La primature sénégalaise a promulgué une directive stratégique axée sur le suivi des entités sous tutelle de l’État. Signée par le Premier ministre Ousmane Sonko, cette instruction gouvernementale est destinée à l’ensemble des ministres et vise à structurer les interactions entre les départements ministériels et les organismes rattachés, qu’il s’agisse d’agences d’exécution, de sociétés nationales, d’établissements publics ou de structures similaires. Ce document s’inscrit pleinement dans la continuité des orientations budgétaires et de gouvernance affirmées par le nouvel exécutif, issu de l’alternance politique de 2024.
Clarification des obligations de tutelle au Sénégal
La circulaire réaffirme un principe fondamental souvent mis de côté dans la pratique administrative : chaque organisme public dépend d’un ministère de tutelle technique, chargé de superviser sa stratégie, d’évaluer ses performances et de garantir sa conformité aux politiques sectorielles. Elle rappelle également l’importance de la tutelle financière, assurée par le ministère des Finances, qui conserve la maîtrise des équilibres budgétaires et des autorisations d’engagement. Cette double tutelle, pourtant prévue par la loi d’orientation du secteur parapublic, avait perdu de sa lisibilité au fil des ans, conférant à plusieurs agences une autonomie parfois excessive.
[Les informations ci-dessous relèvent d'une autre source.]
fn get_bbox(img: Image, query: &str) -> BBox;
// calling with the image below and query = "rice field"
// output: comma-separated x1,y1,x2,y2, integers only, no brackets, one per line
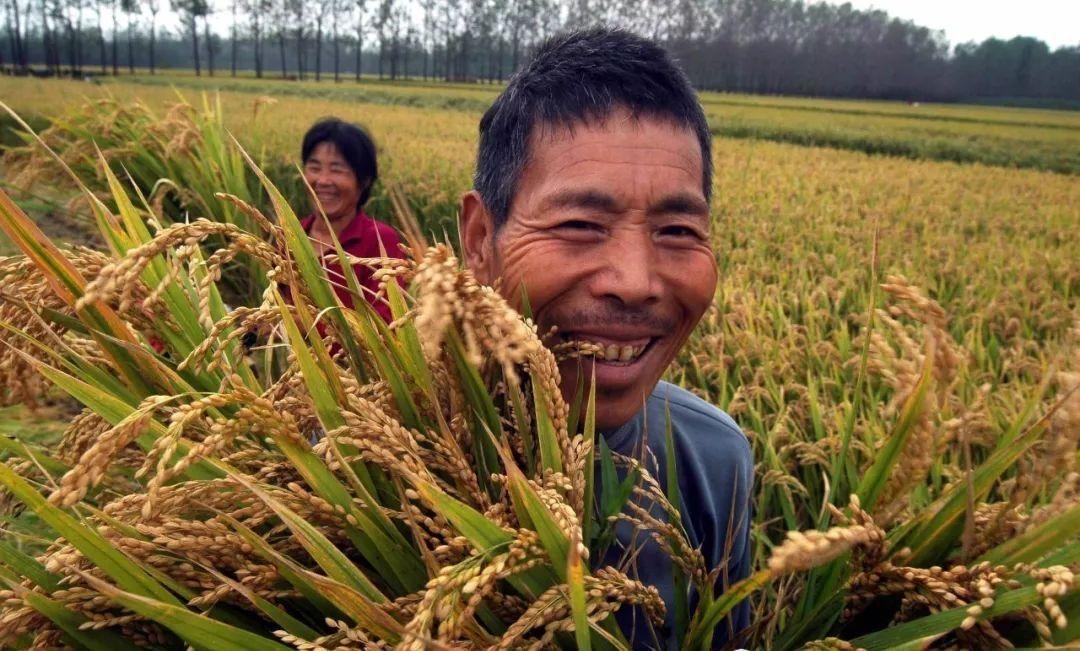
5,73,1080,176
0,73,1077,649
Le texte émanant de la primature enjoint donc aux ministres de reprendre pleinement la main sur les entités qui leur sont rattachées. Sont spécifiquement concernés la validation des plans stratégiques, l’examen des budgets prévisionnels, le suivi trimestriel de l’exécution, ainsi que le contrôle rigoureux des recrutements et de la masse salariale. Ousmane Sonko insiste sur la transmission régulière de rapports d’activité et de tableaux de bord, éléments cruciaux pour évaluer la réalisation des objectifs fixés.
Rationalisation budgétaire et souveraineté administrative
Cette démarche s’inscrit dans un contexte budgétaire tendu. Depuis la publication de l’audit des finances publiques fin 2024, le gouvernement de Dakar s’efforce de maîtriser des dépenses jugées excessives au sein du secteur parapublic. Les agences et sociétés à participation publique représentent une part substantielle des transferts de l’État, sans que leur contribution aux politiques publiques ne soit toujours clairement quantifiable. La circulaire sous-entend ainsi la préparation d’une revue systématique des structures existantes, dont certaines pourraient faire l’objet de fusions, de réorganisations ou même de suppressions.
Par ailleurs, la primature exhorte les ministres à veiller à ce que les conseils d’administration se réunissent effectivement selon les fréquences statutaires et que leurs délibérations soient dûment consignées. Ce point n’est pas anodin : plusieurs rapports de la Cour des comptes ont, ces dernières années, mis en lumière l’irrégularité de la vie sociale de certains organismes publics et l’opacité de décisions engageant pourtant des montants considérables. En réaffirmant ces obligations élémentaires, l’exécutif aspire à réduire les zones grises administratives.
Un message politique fort aux administrations
Au-delà de son aspect technique, cette circulaire revêt une dimension politique significative. Elle traduit la volonté du tandem Bassirou Diomaye Faye – Ousmane Sonko d’imprimer sa marque sur l’appareil d’État et de réaffirmer l’autorité du pouvoir central sur des entités parfois perçues comme des fiefs autonomes. Le Premier ministre exige que les nominations aux postes de direction soient assorties de lettres de mission précises, intégrant des indicateurs de résultat. Tout manquement pourra entraîner des mesures correctives, incluant la révocation des dirigeants concernés.
Reste que l’efficacité de cette instruction dépendra de la capacité des ministères à renforcer leurs propres cellules de suivi, souvent sous-dimensionnées face au grand nombre d’entités à contrôler. Le secteur parapublic sénégalais compte des dizaines de structures aux statuts hétérogènes, dont la cartographie exhaustive n’est pas toujours uniformément partagée entre les administrations. La primature pourrait, dans un second temps, envisager de publier un référentiel commun et d’harmoniser les outils de reporting, condition essentielle pour un pilotage véritablement resserré.
Concrètement, la circulaire instaure une exigence de redevabilité renouvelée entre l’État central et ses démembrements. Son application sera attentivement scrutée par les partenaires financiers du Sénégal, particulièrement vigilants aux réformes de gouvernance initiées par Dakar. Ce texte a été diffusé à l’ensemble des ministères et engage immédiatement les entités concernées.